EU industry chief Stephane Sejourne recently proposed a "Made in Europe" approach in an article co-signed by CEOs of major companies including ArcelorMittal, Novo Nordisk and Continental. The concept would set minimum European-content requirements for locally manufactured goods. The proposal has divided EU member states, but it exemplifies a longer-term push to reinforce domestic industry through trade rules and spending.


Currency and market implications

FX strategists expect favourable outcomes for several currencies if deregulation, de-bureaucratisation and pro-growth fiscal measures materialise. Thierry Wizman, Global FX & Rates Strategist at Macquarie Group, said the Canadian dollar, Japan’s yen and the euro could benefit under such a scenario.

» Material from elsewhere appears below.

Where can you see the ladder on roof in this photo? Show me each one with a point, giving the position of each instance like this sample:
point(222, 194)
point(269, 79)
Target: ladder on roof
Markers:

JPMorgan Private Bank’s Madison Faller summed up the strategic shift: "Middle powers are seizing strategic autonomy, forging partnerships that align with their interests and the demands of the moment."


Outlook and caveats

Analysts and investors acknowledge that while there is growing momentum for more sovereign-focused policies and regional trade arrangements, their economic consequences will unfold only over time. In the near term, markets are pricing in greater opportunity outside the United States, particularly in sectors tied to defence, energy, industrial resilience and technology. Yet the durability and speed of these shifts remain uncertain, and established U.S. trade links and market depth will be hard to replace quickly.

($1 = 0.8411 euros)

Risks

  • Non-U.S. trade agreements and industrial strategies will take time to influence trade and growth materially, so near-term market gains may be vulnerable if policy initiatives fail to translate into concrete economic outcomes - sectors at risk include trade-exposed industrials and exporters.
  • U.S. trade and market depth remain large and difficult to replace; investors increasing exposure outside the U.S. may face volatility if economic ties to the U.S. persist or reassert themselves - affecting global equities and FX positions.
  • Geopolitical events and policy uncertainty - including responses to Russia’s war in Ukraine, COVID-era supply chain shifts and bilateral disputes - could produce uneven effects across defence, energy and technology sectors, creating implementation and timing risks.